He sido un niño miedoso; sin embargo, también era seguramente testarudo, como son los niños; es probable que también me malcriara mi madre, pero no puedo creer que fuese especialmente indócil, no puedo creer que una palabra amable, un silencioso coger de la mano, una mirada bondadosa, no hubiese conseguido de mí lo que se hubiese querido. Es verdad que tú, en el fondo, eres un hombre blando y bondadoso (lo que viene a continuación no será una contradicción, sólo hablo del efecto que tu persona hacía en aquel niño), pero no todos los niños tienen la constancia y la valentía de escarbar hasta dar con la bondad. Tú sólo puedes tratar a un niño de la manera como estás hecho tú mismo, con fuerza, ruido e iracundia, lo que en este caso te pareció además muy adecuado, porque querías hacer de mí un chico fuerte y valeroso.

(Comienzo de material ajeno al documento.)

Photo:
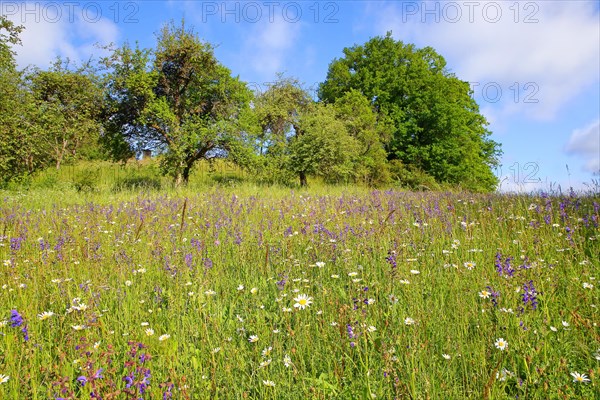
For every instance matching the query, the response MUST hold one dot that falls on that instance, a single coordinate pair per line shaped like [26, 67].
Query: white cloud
[585, 142]
[558, 54]
[270, 45]
[65, 33]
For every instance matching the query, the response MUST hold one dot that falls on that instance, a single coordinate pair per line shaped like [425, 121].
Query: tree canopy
[178, 100]
[435, 123]
[387, 112]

Tus métodos de educación de los primeros años, hoy, naturalmente, no los puedo describir por recuerdo directo, pero me los imagino deduciéndolos de los años posteriores y por tu manera de tratar a Felix. Hay que tener además en cuenta, como agravante, que tú eras entonces más joven, y por tanto más vivo, impetuoso, espontáneo, más despreocupado aún que hoy y que además estabas completamente atado a la tienda y, todo lo más, aparecías ante mi vista una vez al día, haciendo por eso una impresión tanto más fuerte en mí, una impresión que prácticamente nunca quedó reducida a mera costumbre.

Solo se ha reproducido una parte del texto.